Now, let's run an actual Markov chain and test these methods using those samples.
So that the sampling isn't completely trivial, we'll sample a multimodal density in three dimensions.

In [None]:
import emcee

def log_prob(p):
    return np.logaddexp(-0.5 * np.sum(p**2), -0.5 * np.sum((p - 4.0) ** 2))

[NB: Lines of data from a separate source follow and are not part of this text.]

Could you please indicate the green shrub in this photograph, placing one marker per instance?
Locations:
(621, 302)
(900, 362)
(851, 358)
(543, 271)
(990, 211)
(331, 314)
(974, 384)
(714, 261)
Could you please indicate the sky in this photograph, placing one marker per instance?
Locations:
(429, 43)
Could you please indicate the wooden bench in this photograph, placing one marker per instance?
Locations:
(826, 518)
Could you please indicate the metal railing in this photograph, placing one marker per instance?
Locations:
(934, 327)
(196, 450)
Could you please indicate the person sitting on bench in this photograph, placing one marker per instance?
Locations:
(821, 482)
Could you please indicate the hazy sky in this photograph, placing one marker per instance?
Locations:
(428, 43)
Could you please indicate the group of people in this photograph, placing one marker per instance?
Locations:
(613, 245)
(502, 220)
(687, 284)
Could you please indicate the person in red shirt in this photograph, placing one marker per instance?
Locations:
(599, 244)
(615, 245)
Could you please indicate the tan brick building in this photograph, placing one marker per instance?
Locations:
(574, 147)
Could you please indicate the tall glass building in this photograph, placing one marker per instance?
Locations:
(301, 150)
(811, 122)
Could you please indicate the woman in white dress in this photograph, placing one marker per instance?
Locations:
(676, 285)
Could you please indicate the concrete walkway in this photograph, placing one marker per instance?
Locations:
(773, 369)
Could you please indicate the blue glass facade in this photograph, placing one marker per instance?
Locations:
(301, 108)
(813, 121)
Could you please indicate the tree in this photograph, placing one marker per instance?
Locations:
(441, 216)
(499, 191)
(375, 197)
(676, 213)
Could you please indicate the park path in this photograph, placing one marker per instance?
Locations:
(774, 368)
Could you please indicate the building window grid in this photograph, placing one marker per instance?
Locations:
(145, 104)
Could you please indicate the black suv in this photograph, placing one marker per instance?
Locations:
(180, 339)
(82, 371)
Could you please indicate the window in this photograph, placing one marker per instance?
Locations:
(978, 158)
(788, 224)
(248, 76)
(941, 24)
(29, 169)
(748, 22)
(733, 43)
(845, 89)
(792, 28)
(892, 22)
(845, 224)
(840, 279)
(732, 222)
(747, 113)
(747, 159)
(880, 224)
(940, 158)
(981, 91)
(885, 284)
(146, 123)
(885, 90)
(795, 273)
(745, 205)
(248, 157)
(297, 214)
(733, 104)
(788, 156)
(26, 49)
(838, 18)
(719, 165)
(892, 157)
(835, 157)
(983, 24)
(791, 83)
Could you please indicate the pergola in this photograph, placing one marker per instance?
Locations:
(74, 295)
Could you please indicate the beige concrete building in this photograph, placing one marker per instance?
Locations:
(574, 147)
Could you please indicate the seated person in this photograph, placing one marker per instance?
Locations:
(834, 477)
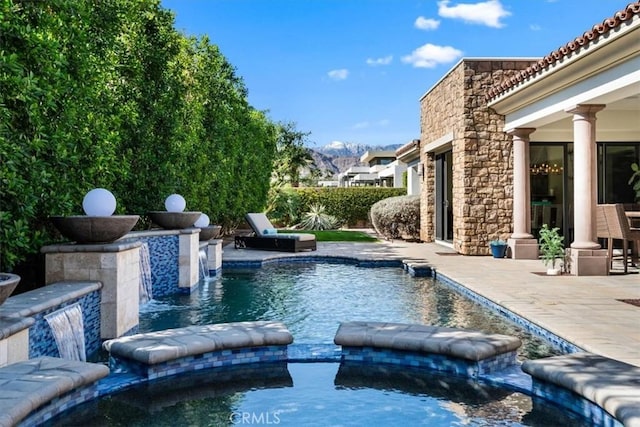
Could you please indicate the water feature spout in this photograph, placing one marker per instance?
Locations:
(146, 285)
(204, 269)
(68, 331)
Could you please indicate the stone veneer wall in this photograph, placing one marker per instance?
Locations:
(482, 155)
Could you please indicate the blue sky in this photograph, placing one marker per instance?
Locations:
(354, 70)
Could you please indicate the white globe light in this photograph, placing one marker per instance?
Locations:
(202, 222)
(99, 202)
(175, 203)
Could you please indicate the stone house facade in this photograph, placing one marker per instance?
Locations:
(466, 201)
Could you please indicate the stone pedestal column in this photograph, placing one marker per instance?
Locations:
(116, 265)
(188, 258)
(522, 243)
(586, 256)
(214, 256)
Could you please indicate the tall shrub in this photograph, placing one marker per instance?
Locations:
(109, 94)
(397, 217)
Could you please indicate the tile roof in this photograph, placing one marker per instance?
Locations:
(408, 147)
(598, 31)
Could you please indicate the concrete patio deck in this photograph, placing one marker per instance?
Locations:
(585, 311)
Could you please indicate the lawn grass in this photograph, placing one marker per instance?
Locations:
(336, 235)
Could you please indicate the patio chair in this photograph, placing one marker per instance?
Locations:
(266, 237)
(612, 223)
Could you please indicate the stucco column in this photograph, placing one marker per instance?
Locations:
(521, 184)
(522, 244)
(585, 176)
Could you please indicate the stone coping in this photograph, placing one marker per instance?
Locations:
(458, 343)
(123, 244)
(50, 296)
(28, 385)
(12, 325)
(609, 383)
(161, 346)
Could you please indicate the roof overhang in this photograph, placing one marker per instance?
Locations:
(604, 71)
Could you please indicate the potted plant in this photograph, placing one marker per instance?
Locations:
(498, 248)
(551, 248)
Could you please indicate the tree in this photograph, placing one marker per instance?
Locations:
(292, 155)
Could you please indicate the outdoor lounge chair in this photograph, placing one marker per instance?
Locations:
(266, 237)
(612, 223)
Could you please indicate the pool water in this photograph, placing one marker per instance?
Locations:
(311, 299)
(318, 394)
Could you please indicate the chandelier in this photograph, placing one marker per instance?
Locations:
(546, 169)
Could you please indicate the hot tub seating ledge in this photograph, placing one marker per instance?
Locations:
(37, 389)
(455, 350)
(174, 351)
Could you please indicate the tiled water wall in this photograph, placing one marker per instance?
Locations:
(163, 254)
(38, 303)
(174, 259)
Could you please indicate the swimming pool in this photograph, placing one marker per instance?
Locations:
(312, 299)
(318, 394)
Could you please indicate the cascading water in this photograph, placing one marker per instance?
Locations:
(68, 330)
(146, 288)
(204, 269)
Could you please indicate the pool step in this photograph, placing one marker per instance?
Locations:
(461, 351)
(603, 383)
(175, 351)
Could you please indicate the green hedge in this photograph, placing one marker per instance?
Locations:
(109, 94)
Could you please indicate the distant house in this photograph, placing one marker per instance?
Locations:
(382, 170)
(409, 154)
(508, 145)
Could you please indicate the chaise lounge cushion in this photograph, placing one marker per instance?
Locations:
(261, 225)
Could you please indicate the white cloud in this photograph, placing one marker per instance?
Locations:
(380, 61)
(365, 125)
(423, 23)
(340, 74)
(361, 125)
(429, 56)
(486, 13)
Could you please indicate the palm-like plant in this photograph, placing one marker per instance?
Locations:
(318, 219)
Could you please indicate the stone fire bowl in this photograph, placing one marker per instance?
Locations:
(8, 283)
(174, 220)
(94, 229)
(209, 232)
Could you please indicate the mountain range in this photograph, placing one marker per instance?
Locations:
(338, 156)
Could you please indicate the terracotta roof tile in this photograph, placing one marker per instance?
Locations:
(407, 147)
(597, 31)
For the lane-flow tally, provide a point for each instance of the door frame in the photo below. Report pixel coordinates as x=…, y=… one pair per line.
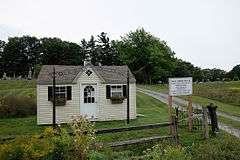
x=96, y=95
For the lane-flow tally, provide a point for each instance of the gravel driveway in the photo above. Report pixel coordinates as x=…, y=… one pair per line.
x=181, y=102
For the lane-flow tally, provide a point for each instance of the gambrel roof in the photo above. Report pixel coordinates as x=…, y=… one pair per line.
x=66, y=74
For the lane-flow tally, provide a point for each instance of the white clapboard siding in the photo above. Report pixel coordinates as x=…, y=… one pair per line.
x=105, y=109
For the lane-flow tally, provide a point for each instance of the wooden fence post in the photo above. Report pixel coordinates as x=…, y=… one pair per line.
x=170, y=108
x=190, y=112
x=205, y=123
x=175, y=128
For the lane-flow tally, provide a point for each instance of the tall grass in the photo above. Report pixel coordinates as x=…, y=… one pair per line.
x=227, y=92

sampler = emcee.EnsembleSampler(32, 3, log_prob)
sampler.run_mcmc(
    np.concatenate((np.random.randn(16, 3), 4.0 + np.random.randn(16, 3)), axis=0),
    50000,
    progress=True,
);

In [None]:
chain = sampler.get_chain()[:, :, 0].T

plt.hist(chain.flatten(), 100)
plt.gca().set_yticks([])
plt.xlabel(r"$\theta$")
plt.ylabel(r"$p(\theta)$");

Convergence of the ACT estimate as chains get longer

In [None]:
# Compute the estimators for a few different chain lengths
N = np.exp(np.linspace(np.log(100), np.log(chain.shape[1]), 10)).astype(int)
gw2010 = np.empty(len(N))
new = np.empty(len(N))
for i, n in enumerate(N):
    gw2010[i] = integrated_autocorrelation_time_averaged(chain[:, :n])
    new[i] = integrated_autocorrelation_time_ensemble(chain[:, :n])

# Plot the comparisons
plt.loglog(N, gw2010, "o-", label="G\&W 2010")
plt.loglog(N, new, "o-", label="DFM 2017")
ylim = plt.gca().get_ylim()
plt.plot(N, N / 50.0, "--k", label=r"$\tau = N/50$")
plt.ylim(ylim)
plt.xlabel("number of samples, $N$")
plt.ylabel(r"$\tau$ estimates")
plt.legend(fontsize=14);

### Estimating ACT using a autoregression model

In [None]:
from autocorr.estimators import integrated_autocorrelation_time_learned

# Calculate the estimate for a set of different chain lengths
ml = np.empty(len(N))
ml[:] = np.nan
for j, n in enumerate(N[1:8]):
    i = j + 1
    thin = max(1, int(0.05 * new[i]))
    ml[i] = integrated_autocorrelation_time_learned(chain[:, :n], thin=thin)

In [None]:
# Plot the comparisons
plt.loglog(N, gw2010, "o-", label="G\&W 2010")
plt.loglog(N, new, "o-", label="DFM 2017")
plt.loglog(N, ml, "o-", label="DFM 2017: ML")
ylim = plt.gca().get_ylim()
plt.plot(N, N / 50.0, "--k", label=r"$\tau = N/50$")
plt.ylim(ylim)
plt.xlabel("number of samples, $N$")
plt.ylabel(r"$\tau$ estimates")
plt.legend(fontsize=14);

In this case, this estimate seems to be robust even for very short chains with $N \sim \tau$.